For the past few years have I been available in the Cathedral rectory each Wednesday morning to hear confessions and talk with people. One Wednesday a parishioner came carrying a book entitled The History of Black Catholics in the United States by Fr. Cyprian Davis, O.S.B. He is a monk of St. Meinrad Archabbey in Indiana. Fr. Cyprian and I entered the seminary at St. Meinrad the same year.

This gentleman was dumbfounded by what he read. He had majored in History in a Catholic college and never heard or read what Fr. Cyprian revealed in his book. He was amazed to find that the true history of Black people in the United States was not written until our era.

This gentleman was shocked to find out that priests and religious orders had slaves.

This included the first Bishop of our nation, Bishop John Carroll. It is also good to note that it was the Popes of that era who constantly called for an end to slavery. Likewise they called for evangelization among the American Black people.

The first writer to write the history of the South that was inclusive of African Americans was Dr. John Hope Franklin in Up From Slavery. This book was the opening of an organized presentation of the history of the South that included Black people. Dr. Franklin was very similar in thought to Dr. King. Both had similar visions of what the future should be. Dr. Franklin was Dean of the History Department at Duke University: he passed away in March.

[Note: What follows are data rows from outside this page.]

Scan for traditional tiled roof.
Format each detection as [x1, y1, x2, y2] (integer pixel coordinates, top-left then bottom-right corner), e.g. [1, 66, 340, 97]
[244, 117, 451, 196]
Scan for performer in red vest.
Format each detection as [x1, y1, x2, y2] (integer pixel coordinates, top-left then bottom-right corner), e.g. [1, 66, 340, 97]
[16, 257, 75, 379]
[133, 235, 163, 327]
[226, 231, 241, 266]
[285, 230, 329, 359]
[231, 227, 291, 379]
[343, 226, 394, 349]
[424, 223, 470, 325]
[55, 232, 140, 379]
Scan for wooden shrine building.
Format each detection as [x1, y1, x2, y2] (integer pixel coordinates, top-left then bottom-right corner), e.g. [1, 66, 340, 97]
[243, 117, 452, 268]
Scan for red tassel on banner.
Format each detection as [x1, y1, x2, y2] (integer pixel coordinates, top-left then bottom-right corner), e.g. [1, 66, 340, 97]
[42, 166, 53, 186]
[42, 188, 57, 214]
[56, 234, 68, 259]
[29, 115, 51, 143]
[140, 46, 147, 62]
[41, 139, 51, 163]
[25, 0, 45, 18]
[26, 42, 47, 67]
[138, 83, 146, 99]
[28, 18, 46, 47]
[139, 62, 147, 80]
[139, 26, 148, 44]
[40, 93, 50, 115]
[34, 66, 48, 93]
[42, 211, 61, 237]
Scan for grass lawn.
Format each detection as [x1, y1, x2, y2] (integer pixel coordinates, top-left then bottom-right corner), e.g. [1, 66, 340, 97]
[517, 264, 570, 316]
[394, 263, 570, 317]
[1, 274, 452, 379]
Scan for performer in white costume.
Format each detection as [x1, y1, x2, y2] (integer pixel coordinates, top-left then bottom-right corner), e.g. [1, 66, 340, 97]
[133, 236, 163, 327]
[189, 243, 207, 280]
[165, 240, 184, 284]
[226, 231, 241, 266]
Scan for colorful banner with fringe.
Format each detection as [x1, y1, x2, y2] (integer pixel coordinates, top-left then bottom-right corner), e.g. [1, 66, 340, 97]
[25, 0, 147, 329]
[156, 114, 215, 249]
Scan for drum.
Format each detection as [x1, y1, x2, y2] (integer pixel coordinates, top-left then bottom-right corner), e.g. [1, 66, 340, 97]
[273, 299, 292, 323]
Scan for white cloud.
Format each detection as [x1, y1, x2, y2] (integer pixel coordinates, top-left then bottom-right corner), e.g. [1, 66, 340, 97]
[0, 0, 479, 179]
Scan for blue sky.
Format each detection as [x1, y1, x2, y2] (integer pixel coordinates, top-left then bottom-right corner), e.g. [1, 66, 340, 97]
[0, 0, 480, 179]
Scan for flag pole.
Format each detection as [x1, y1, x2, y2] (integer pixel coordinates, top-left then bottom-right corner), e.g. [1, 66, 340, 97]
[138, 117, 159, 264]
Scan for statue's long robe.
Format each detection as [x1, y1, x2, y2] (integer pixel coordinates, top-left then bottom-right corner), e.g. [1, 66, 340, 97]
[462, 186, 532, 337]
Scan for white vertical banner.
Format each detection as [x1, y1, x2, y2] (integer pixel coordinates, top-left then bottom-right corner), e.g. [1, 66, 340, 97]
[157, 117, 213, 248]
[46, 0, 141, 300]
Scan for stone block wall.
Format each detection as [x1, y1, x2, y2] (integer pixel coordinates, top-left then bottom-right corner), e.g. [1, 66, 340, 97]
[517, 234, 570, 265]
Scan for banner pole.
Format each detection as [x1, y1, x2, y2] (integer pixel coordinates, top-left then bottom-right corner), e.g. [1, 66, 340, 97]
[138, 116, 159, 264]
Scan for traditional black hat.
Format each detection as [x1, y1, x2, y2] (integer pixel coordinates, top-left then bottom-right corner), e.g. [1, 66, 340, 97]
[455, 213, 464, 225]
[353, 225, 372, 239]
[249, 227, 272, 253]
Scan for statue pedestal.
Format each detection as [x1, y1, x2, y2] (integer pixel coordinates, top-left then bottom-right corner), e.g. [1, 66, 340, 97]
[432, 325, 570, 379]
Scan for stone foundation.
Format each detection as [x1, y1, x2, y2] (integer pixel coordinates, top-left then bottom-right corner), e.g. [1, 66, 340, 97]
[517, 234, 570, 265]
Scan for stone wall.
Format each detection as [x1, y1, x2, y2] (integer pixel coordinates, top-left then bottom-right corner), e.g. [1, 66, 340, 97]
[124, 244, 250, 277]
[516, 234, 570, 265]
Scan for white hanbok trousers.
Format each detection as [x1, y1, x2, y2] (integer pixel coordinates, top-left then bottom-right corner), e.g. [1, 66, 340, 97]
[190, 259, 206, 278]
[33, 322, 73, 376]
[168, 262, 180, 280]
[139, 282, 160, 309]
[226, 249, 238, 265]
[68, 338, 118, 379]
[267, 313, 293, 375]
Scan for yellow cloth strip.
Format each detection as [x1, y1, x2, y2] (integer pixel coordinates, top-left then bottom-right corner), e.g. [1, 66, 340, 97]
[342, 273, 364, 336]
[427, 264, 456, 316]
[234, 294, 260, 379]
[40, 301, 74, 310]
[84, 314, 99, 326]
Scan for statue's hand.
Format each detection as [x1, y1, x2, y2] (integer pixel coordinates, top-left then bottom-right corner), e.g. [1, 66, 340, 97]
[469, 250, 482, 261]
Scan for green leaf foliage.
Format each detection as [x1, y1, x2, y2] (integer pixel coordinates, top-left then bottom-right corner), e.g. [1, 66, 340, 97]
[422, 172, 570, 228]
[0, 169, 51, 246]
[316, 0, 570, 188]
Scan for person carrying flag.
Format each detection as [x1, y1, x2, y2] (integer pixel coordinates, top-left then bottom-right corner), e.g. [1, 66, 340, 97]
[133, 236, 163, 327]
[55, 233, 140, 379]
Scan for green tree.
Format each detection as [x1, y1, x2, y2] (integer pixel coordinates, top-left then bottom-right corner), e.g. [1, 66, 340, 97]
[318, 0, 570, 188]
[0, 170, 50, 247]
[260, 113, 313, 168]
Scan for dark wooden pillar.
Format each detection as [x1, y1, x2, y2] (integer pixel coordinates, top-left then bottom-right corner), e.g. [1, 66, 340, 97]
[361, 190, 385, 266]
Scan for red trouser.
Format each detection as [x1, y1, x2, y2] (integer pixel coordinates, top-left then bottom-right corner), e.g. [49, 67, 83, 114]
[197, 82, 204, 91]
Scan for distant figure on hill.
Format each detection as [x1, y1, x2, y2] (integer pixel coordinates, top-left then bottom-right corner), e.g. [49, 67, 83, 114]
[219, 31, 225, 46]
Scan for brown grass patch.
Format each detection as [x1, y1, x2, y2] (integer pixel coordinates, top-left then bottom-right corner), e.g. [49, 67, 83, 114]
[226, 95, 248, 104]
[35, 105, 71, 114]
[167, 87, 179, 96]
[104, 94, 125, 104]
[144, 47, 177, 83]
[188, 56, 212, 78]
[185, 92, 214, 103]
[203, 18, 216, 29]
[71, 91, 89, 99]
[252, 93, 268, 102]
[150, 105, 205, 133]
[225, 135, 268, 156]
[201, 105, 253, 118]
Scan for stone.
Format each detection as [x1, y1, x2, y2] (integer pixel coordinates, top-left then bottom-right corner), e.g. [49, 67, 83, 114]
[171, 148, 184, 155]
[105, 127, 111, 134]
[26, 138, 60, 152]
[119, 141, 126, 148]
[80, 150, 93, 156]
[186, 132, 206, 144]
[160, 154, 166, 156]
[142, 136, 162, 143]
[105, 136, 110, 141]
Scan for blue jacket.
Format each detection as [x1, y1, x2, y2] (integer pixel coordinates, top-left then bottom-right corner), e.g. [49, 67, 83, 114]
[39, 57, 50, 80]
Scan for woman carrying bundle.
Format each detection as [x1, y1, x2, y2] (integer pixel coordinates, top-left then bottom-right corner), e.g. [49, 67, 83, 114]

Much of the leadership of the Civil Rights Movement came from men educated in the black educational institutions that were clustered in the same neighborhood in Atlanta, Georgia. Dr. King and others were educated at Morehouse College for Men in that complex. It was here that the leaders were imbued with the vision that Dr. Franklin articulated.

The works of these two stalwart gentlemen of faith – Fr. Davis and Dr. Franklin -- are and should be foremost in our minds as we still strive to bring African Ancestry Americans into an ever more prominent and active role in our Church and our society.